Playing with Wikipedia

I was working with Wisam Dakka on a Wikipedia project, and I was puzzled by some Wikipedia entries that had really long titles. The first one that I noticed was a term with 163 characters: "Krungthepmahanakornamornratanakosinmahintarayutthayamahadilokphopnopparatrajathaniburiromudomrajaniwesmahasatharnamornphimarnavatarnsathitsakkattiyavi" which redirects to Bangkok.
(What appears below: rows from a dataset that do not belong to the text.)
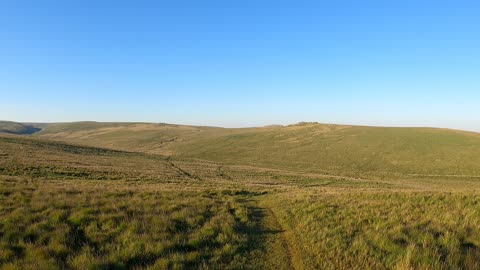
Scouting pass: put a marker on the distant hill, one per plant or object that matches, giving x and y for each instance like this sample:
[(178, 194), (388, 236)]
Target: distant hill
[(308, 147), (20, 128)]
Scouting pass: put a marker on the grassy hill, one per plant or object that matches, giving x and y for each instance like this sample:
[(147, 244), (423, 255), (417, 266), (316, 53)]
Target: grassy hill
[(19, 128), (354, 151), (70, 206)]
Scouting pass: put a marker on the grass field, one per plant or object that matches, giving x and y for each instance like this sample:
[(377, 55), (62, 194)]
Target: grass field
[(309, 196)]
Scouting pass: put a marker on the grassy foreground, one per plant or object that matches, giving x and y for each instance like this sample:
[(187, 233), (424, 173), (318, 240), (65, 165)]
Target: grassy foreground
[(66, 206)]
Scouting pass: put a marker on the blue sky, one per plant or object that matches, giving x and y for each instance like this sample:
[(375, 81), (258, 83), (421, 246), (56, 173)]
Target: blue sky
[(242, 63)]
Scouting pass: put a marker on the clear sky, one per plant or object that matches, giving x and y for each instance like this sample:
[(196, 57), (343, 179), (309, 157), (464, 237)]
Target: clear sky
[(242, 63)]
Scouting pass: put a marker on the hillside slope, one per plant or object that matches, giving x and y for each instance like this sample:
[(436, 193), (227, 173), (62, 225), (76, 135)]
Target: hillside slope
[(331, 149)]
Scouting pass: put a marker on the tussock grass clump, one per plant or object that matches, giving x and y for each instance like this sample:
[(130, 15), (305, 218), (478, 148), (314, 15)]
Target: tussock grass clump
[(94, 226), (398, 230)]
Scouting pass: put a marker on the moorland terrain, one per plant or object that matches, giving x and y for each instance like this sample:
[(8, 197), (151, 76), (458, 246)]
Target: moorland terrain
[(306, 196)]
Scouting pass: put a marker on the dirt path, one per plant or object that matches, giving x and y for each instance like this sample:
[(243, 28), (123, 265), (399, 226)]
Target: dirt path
[(275, 252)]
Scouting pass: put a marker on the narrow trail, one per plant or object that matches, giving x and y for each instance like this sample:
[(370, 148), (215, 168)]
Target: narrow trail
[(275, 252)]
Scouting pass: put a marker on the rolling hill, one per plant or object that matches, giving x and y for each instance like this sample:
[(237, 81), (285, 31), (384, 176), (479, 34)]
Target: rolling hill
[(355, 151), (307, 196)]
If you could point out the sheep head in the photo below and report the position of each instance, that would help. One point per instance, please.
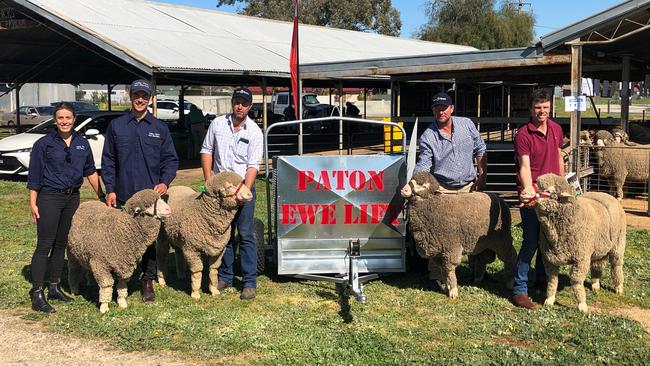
(147, 202)
(422, 186)
(554, 191)
(229, 189)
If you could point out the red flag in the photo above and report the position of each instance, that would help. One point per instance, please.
(293, 61)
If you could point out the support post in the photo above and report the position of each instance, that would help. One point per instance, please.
(625, 93)
(576, 81)
(110, 87)
(340, 87)
(299, 107)
(265, 119)
(18, 87)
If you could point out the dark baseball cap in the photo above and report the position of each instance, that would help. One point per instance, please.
(141, 85)
(243, 92)
(441, 98)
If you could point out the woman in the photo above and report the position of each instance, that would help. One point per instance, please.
(59, 161)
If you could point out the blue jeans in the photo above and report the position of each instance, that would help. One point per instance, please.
(529, 245)
(243, 222)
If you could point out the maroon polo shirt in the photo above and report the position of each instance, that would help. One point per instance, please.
(541, 149)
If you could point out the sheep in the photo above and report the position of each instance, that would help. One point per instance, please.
(445, 227)
(199, 225)
(110, 242)
(619, 164)
(583, 232)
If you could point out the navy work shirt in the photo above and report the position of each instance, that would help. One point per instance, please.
(55, 166)
(137, 155)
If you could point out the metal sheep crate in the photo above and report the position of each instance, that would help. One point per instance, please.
(336, 218)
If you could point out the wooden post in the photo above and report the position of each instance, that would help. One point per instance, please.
(625, 93)
(576, 81)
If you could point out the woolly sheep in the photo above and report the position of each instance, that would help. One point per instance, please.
(446, 226)
(201, 224)
(110, 242)
(619, 164)
(583, 232)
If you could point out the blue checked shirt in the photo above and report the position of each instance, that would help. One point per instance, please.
(451, 160)
(233, 152)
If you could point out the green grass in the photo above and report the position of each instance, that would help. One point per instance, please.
(308, 322)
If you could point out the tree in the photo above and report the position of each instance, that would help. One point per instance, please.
(377, 16)
(476, 23)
I do not know if this is a prank, or a valid entry. (Update: It is a correct entry, according to the talk page of the entry.) Then, I noticed another term with 255 characters: "Wolfeschlegelsteinhausenbergerdorffvoralternwarengewissenhaftschaferswessenschafewarenwohlgepflegeundsorgfaltigkeitbeschutzenvonangreifendurchihrraubgierigfeindewelchevoralternzwolftausendjahresvorandieerescheinenwanderersteerdemenschderraumschiffgebrauchl," which in fact is a valid term and the 255 characters is simply a shortcut for the 580 character entry :-) Finally, there is a term with 182 characters: "Lopadotemachoselachogaleokranioleipsanodrimhypotrimmatosilphioparaomelitokatakechymenokichlepikossyphophattoperisteralektryonoptekephalliokigklopeleiolagoiosiraiobaphetraganopterygon," that has Greek roots, and I will let you click to find out its exact meaning. Also, these entries seem to trigger some buggy behavior on Google. If you do a web search for the above terms, you will find no web page with these words. However, Google returns a set of product matches on Google, none of which are really correct. The joy of large-scale data processing!